Dans la mesure où nous n’avions pas rigoureusement suivi, au cours des échanges, le programme préétabli, il a été nécessaire de hiérarchiser ces interventions pour leur assurer un enchaînement logique24. Le premier chapitre, où Jean-Philippe Lecat pose un regard global sur son ministère, correspond pratiquement à l’entretien initial. Les chapitres II à VIII reprennent les points traités au cours des rencontres, en abordant successivement les politiques culturelles au niveau national (II. Gouvernement ; III. Grands établissements ; IV. Travaux et aménagements), régional (V) et international (VI), puis l’action du ministre par rapport à des milieux (VII. L’argent privé, pour le monde économique ; VIII. Prix et distinctions, forme d’approche du monde artistique). Les chapitres suivants sont constitués de fragments qui ont pu être extraits du texte général sans en modifier le sens et qui décrivent, au moins partiellement, certaines politiques sectorielles (IX. Patrimoine ; X. Musées et collections publiques ; XI. Théâtre ; XII. Cinéma ; XIII. Communication, pour le domaine radiophonique)25. Dans le chapitre XIV consacré à la Bourgogne, il a évoqué, sous une forme plus personnelle, sa région d’origine et a montré comment une expérience de terrain avait inspiré sa conduite.
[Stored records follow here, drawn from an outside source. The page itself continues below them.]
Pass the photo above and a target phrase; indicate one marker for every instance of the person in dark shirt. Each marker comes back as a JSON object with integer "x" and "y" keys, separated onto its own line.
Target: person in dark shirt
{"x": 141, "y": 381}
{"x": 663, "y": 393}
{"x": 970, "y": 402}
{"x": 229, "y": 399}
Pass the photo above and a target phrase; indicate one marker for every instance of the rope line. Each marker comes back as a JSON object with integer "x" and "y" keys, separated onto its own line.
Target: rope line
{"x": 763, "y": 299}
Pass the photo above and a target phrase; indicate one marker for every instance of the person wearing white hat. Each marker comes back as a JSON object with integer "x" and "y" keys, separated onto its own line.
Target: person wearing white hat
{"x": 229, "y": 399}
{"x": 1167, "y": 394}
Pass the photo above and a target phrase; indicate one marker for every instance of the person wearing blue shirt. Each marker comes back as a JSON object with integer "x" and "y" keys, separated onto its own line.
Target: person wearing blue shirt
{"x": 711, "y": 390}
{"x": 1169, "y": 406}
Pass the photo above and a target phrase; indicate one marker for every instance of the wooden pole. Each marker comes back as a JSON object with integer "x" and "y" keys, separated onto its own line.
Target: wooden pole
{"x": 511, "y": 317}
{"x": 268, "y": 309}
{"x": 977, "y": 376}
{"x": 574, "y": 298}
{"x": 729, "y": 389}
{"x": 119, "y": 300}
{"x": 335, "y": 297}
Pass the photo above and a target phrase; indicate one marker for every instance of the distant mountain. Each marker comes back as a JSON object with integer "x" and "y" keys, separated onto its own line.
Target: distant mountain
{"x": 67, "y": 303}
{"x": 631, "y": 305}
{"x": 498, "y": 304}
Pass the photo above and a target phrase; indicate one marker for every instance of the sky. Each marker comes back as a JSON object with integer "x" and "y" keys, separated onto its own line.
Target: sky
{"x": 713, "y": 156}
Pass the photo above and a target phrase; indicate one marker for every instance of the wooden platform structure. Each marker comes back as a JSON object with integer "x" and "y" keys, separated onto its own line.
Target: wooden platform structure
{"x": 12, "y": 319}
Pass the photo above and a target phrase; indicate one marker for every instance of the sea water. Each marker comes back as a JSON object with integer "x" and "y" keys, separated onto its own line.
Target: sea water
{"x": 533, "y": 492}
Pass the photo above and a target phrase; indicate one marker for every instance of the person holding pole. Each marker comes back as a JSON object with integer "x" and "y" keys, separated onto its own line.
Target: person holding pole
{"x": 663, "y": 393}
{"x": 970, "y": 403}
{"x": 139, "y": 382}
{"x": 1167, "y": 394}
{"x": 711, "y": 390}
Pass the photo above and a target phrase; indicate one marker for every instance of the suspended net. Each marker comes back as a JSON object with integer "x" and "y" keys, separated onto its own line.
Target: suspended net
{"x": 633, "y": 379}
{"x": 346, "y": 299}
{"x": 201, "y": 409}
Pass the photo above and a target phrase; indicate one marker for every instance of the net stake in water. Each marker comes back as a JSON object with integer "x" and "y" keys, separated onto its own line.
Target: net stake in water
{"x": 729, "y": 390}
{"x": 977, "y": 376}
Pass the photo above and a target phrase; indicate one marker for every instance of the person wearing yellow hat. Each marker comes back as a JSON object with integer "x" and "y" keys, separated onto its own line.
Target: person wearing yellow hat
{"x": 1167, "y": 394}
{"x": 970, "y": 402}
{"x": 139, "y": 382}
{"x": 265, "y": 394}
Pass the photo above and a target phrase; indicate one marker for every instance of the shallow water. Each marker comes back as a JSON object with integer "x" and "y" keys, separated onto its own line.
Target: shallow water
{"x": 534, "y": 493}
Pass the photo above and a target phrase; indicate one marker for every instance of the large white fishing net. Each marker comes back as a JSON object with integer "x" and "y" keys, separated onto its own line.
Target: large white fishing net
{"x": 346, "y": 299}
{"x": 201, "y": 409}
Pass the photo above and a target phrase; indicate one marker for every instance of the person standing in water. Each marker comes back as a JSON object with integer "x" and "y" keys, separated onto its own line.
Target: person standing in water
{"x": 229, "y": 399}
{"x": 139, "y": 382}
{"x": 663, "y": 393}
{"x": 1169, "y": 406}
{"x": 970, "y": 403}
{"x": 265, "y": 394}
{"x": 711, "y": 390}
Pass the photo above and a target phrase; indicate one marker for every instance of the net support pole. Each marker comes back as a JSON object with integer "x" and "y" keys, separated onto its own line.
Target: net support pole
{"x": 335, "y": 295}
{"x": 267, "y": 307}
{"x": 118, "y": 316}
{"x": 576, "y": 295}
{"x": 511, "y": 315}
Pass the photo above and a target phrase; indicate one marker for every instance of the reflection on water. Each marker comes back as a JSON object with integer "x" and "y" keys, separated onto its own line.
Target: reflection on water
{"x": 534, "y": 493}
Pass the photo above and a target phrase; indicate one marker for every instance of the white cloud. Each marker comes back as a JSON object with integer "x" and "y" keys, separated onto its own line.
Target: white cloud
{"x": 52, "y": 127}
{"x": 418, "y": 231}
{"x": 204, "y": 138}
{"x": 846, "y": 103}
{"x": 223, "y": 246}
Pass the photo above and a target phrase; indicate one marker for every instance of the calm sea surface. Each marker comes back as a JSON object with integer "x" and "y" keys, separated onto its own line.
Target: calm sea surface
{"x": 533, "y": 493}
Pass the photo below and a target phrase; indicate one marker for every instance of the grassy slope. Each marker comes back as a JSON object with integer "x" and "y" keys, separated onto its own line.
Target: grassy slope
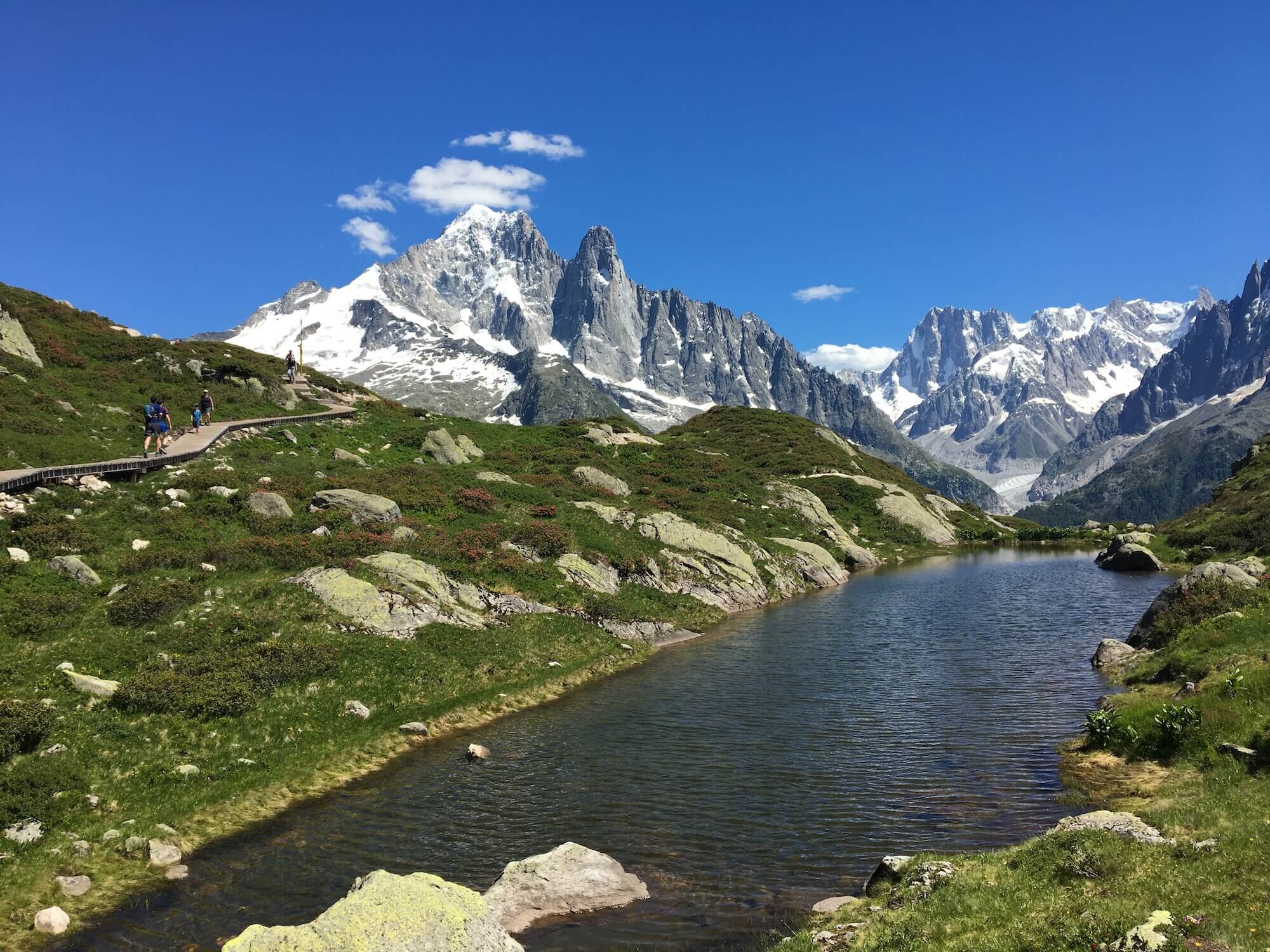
{"x": 1073, "y": 892}
{"x": 247, "y": 645}
{"x": 92, "y": 367}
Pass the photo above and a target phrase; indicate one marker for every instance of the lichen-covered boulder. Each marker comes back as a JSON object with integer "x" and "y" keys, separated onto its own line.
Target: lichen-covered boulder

Enfin, ont été rassemblés au sein du dernier chapitre (XV), les commentaires qui tendent à dégager les lignes de force de son action.
Lors de la première mise en forme de la transcription, j’avais inséré, avec l’approbation de l’auteur, des titres et des sous-titres visant à mettre en relief les grandes orientations de sa politique et les thèmes qu’il avait développés. Cette pratique a été reprise pour cette édition. Chaque chapitre est, par ailleurs, précédé d’une courte synthèse qui en souligne les aspects les plus caractéristiques. On notera, enfin, que les passages faisant corps avec l’exposé mais constituant des espèces d’apartés ou de parenthèses par rapport au fil du discours (anecdotes, commentaires, allusion à des épisodes récents…) sont présentés en retrait et en italique.
Le style parlé, beaucoup plus vivant et spontané, a été conservé. Jean-Philippe Lecat s’adresse à un interlocuteur, dont les questions – que ses réponses explicitent – ont été gommées pour rendre la lecture plus fluide. Sa façon de s’exprimer – avec ses mots de prédilection – a été respectée, au risque de certaines répétitions. Une révision systématique a permis d’identifier quelques confusions portant sur des faits, des noms propres ou, parfois, sur des dates. Elles ont été rectifiées quand il s’agissait de données précises. Il ne pouvait être question, en revanche, de modifier la relation de certains événements telle qu’elle apparaît dans les propos du narrateur. Intervenant, en témoin, dans l’un des nombreux colloques auxquels il a participé, Jean-Philippe Lecat déclarait : « Il faut toujours essayer de se replacer dans l’histoire26. » C’est bien pour que ces entretiens soient replacés dans l’histoire que leur édition a été dotée d’un abondant appareil de notes. Dès le début, j’avais pris le parti d’adjoindre à la transcription quelques annotations. Il avait approuvé cette méthode – qui l’avait conduit à préciser ou à corriger certains points de son exposé –, soulignant « l’importancede l’appareil critique dont vous entourez les témoignages…» (30 janvier 2010) ou constatant : « Les textes, pourvus par vous d’un “appareil critique et chronologique” pourront, en effet, intéresser…» (5 mars 2010).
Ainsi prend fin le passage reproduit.